Russia reprimanded by the UN

Perceptions of reality are extremely important in this war. Ukraine and Western countries effectively rallied most of the world against Russia by showing that the invasion was unjust, illegal and based on lies about Ukraine.

The United Nations on Thursday voted to suspend Russia from the UN Human Rights Council.

“The General Assembly has sent a crystal clear message to the Russian leadership that a government whose military regularly commits horrific human rights abuses has no place in the Human Rights Council Rights Watch,” said Louis Charbonneau, UN director at Human Rights Watch, with a call for the UN and the International Criminal Court to gather evidence and organize trials for crimes of war.

“Horrifying images of Bucha have shocked people around the world. The victims and their families deserve those responsible to be held accountable.”

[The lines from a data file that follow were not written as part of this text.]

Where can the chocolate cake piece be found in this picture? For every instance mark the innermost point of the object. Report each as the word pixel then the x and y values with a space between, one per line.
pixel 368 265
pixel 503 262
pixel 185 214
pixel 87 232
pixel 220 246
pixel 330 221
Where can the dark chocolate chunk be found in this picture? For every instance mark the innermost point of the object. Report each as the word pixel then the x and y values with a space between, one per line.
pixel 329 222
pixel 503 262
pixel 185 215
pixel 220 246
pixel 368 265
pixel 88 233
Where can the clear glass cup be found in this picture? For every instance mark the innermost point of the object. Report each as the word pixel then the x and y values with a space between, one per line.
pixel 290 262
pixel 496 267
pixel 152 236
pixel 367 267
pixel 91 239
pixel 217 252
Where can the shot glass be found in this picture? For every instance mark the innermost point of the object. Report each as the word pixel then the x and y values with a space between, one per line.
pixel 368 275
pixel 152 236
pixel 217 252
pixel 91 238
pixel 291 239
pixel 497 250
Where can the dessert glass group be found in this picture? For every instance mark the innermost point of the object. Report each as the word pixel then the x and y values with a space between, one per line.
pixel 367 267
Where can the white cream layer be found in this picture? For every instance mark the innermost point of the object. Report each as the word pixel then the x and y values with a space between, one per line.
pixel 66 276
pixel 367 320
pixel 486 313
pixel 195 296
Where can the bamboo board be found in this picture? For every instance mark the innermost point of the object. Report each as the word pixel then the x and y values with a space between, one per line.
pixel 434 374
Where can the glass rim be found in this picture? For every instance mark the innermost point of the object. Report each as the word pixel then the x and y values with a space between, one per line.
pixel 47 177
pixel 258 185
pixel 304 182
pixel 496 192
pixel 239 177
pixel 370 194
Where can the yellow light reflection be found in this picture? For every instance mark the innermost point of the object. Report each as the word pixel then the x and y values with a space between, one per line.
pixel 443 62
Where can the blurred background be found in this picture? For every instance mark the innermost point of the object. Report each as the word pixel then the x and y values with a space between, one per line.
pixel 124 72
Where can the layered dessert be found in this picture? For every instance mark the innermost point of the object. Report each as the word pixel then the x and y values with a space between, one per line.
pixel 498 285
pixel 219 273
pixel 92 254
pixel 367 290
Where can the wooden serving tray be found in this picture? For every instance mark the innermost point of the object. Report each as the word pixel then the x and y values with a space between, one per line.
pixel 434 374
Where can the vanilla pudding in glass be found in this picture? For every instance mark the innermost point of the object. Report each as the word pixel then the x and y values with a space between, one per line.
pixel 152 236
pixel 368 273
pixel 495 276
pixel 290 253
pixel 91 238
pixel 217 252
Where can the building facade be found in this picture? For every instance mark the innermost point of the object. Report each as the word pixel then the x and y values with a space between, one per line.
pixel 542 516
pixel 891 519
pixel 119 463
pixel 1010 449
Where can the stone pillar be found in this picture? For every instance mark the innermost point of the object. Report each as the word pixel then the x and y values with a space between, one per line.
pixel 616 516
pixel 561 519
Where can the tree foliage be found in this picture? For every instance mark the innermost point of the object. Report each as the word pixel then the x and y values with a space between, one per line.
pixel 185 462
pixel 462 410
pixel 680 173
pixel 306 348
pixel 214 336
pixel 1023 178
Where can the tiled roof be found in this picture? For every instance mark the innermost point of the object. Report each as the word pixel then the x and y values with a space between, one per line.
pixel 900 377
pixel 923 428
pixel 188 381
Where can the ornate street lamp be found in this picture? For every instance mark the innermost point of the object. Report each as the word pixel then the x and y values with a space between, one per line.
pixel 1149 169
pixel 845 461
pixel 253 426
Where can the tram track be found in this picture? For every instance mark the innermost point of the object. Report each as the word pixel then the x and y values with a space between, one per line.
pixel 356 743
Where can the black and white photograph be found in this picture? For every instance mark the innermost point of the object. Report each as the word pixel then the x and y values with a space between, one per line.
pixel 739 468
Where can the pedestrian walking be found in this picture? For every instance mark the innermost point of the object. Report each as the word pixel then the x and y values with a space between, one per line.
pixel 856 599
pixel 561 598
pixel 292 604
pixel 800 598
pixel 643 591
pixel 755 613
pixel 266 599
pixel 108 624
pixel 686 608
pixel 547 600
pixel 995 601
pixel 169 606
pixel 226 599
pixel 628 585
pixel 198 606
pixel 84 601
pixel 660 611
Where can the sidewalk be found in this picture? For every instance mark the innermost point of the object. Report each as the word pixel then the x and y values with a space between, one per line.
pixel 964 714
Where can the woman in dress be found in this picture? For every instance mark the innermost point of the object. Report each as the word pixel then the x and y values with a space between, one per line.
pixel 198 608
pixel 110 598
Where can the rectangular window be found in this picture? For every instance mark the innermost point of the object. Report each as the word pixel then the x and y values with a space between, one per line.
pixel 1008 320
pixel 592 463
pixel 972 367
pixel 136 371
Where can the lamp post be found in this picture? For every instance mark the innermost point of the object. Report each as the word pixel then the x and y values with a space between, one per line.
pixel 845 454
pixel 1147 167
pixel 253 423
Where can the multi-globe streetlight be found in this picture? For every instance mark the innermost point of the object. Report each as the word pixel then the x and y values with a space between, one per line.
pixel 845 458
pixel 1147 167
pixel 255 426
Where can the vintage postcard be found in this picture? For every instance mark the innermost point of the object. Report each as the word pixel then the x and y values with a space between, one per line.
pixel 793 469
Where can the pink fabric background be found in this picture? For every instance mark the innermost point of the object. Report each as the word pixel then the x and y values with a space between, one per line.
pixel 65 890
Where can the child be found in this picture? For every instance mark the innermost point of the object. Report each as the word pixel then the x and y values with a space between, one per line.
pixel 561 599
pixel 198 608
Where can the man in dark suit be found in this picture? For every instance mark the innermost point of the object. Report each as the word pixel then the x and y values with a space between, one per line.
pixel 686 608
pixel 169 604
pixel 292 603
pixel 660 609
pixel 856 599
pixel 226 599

Preparing for a war crimes trial

Charbonneau’s comments brought up the issue of war crimes and how they can be prosecuted. This conflict will be different in that it has been so meticulously documented.

That drone and satellite images can immediately refute Russian claims about when bodies were left on the streets of Bucha is remarkable.

Organizations like Bellingcat, the Netherlands-based investigative journalism group, use satellite and social media to document war crimes and identify perpetrators.
A former ICC prosecutor, James Goldston, who is now part of the Open Society Justice Initiative, recently told me for a previous newsletter that war crimes trials would be constructed like any other criminal case – from bottom up – and would rely on the documentation.

“Often, international criminal investigations begin with the ‘basis of the crime’ – authenticated images, testimonies and other evidence relating to murder, torture, rape or other prohibited offenses which may constitute war crimes or crimes against humanity – and trace back along a military or political chain to demonstrate the guilt of those who ordered, or were aware of but failed to prevent/punish, the commission of such crimes “said Goldston.

Perhaps the hyperconnectedness of the world we live in will help to hold accountable those who threaten the world we live in.